300 Tonnen verseuchtes Kühlwasser sind aus der japanischen Atomruine ausgetreten. Zahl der Krebsfälle unter Kindern steigt auf 18.

Tokio. Ein erneutes Leck in der Atomruine Fukushima ist offenbar deutlich schlimmer als von den Behörden bislang angenommen. Wie die Atomaufsichtsbehörde am Mittwoch mitteilte, werde sie mit der Internationalen Atomenergie-Organisation IAEA in Wien darüber beraten, den Vorfall auf Stufe 3 der internationalen Bewertungsskala für nukleare Ereignisse (Ines) anzuheben. Damit würde das Leck als „ernster Zwischenfall“ eingestuft statt wie bislang mit der Stufe 1 („Anomalität“).

Der Atombetreiber Tepco hatte zuvor bekannt gegeben, dass rund 300 Tonnen verstrahlten Kühlwasser aus einem Auffangtank ausgelaufen waren. Das übrige Wasser wurde am Mittwoch umgefüllt.

Unterdessen ist die Zahl von in Fukushima lebenden Kindern mit Schilddrüsenkrebs weiter gestiegen. Wie der japanische Fernsehsender NHK berichtete, wurde bei Untersuchungen bei sechs Kindern, die zum Zeitpunkt des Unfalls vom 11. März 2011 18 Jahre oder jünger waren, Schilddrüsenkrebs diagnostiziert. Damit stieg die Zahl der Krebsfälle unter Kindern auf 18.

Ob jedoch der GAU im Atomkraftwerk Fukushima Daiichi ursächlich für die Krebserkrankungen sei, könne zum gegenwärtigen Zeitpunkt nicht mit Bestimmtheit gesagt werden, erklärte ein Untersuchungskomitee der Präfekturverwaltung von Fukushima.

Infolge des Erdbebens und Tsunamis vom 11. März 2011 war das AKW verwüstet worden. Dabei kam es zu Kernschmelzen. Seither pumpen die Reparaturtrupps unentwegt Wasser zur Kühlung in die Reaktoren. Die dabei anfallenden riesigen Mengen verseuchten Wassers werden in Tanks gefüllt, die auf dem Gelände errichtet wurden. Das verseuchte Wasser soll zwar aufbereitet werden, um es erneut zur Kühlung einzusetzen. Erschwerend hinzu kommt aber, dass jeden Tag Hunderte Tonnen Grundwasser in die Reaktorgebäude eindringen und sich mit dem kontaminierten Kühlwasser vermischen. Kürzlich hatte Tepco zugegeben, dass tagtäglich rund 300 Tonnen belastetes Wasser ins Meer sickern.

Das aus einem der Hunderte von Auffangtanks ausgetretene Wasser enthält laut Tepco unter anderem Strontium, das Wissenschaftler auch als „Knochenkiller“ bezeichnen. Es schädige das Knochenmark und könne Leukämie (Blutkrebs) auslösen. Die Ursache des Lecks war auch am Mittwoch noch ungeklärt.
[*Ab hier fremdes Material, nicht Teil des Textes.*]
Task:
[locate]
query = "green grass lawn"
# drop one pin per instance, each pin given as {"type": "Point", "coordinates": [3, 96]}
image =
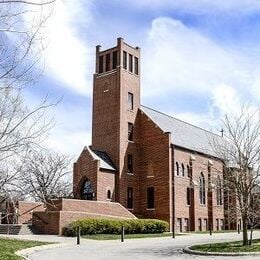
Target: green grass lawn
{"type": "Point", "coordinates": [127, 236]}
{"type": "Point", "coordinates": [236, 246]}
{"type": "Point", "coordinates": [8, 247]}
{"type": "Point", "coordinates": [213, 232]}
Tepco hatte der Atombehörde anfangs gemeldet, dass schätzungsweise 120 Liter ausgelaufen seien. Davon ausgehend hatte die Behörde den Zwischenfall mit Stufe 1 eingeordnet. Einen Tag darauf korrigierte Tepco die Menge ausgetretenen Wassers jedoch deutlich auf 300 Tonnen. Daher hält die Behörde jetzt eine Gefahrenstufe auf 3 für eher angemessen. Zunächst hatte es auch geheißen, das Wasser sei wohl nicht ins Meer gesickert. Das ist aber nicht sicher. Tepco wurde angewiesen, dies nun genau zu untersuchen.

Das jetzt ausgetretene Wasser ist nach Angaben der Atomaufsicht so stark verseucht, dass ein Mensch, der sich unmittelbar daneben aufhält, innerhalb einer Stunde das Fünffache der Strahlung abbekommt, die für AKW-Mitarbeiter innerhalb eines Jahres als noch zulässig gilt. Nach zehn Stunden treten erste Anzeichen der Strahlenkrankheit auf wie Übelkeit und ein Rückgang der weißen Blutkörperchen.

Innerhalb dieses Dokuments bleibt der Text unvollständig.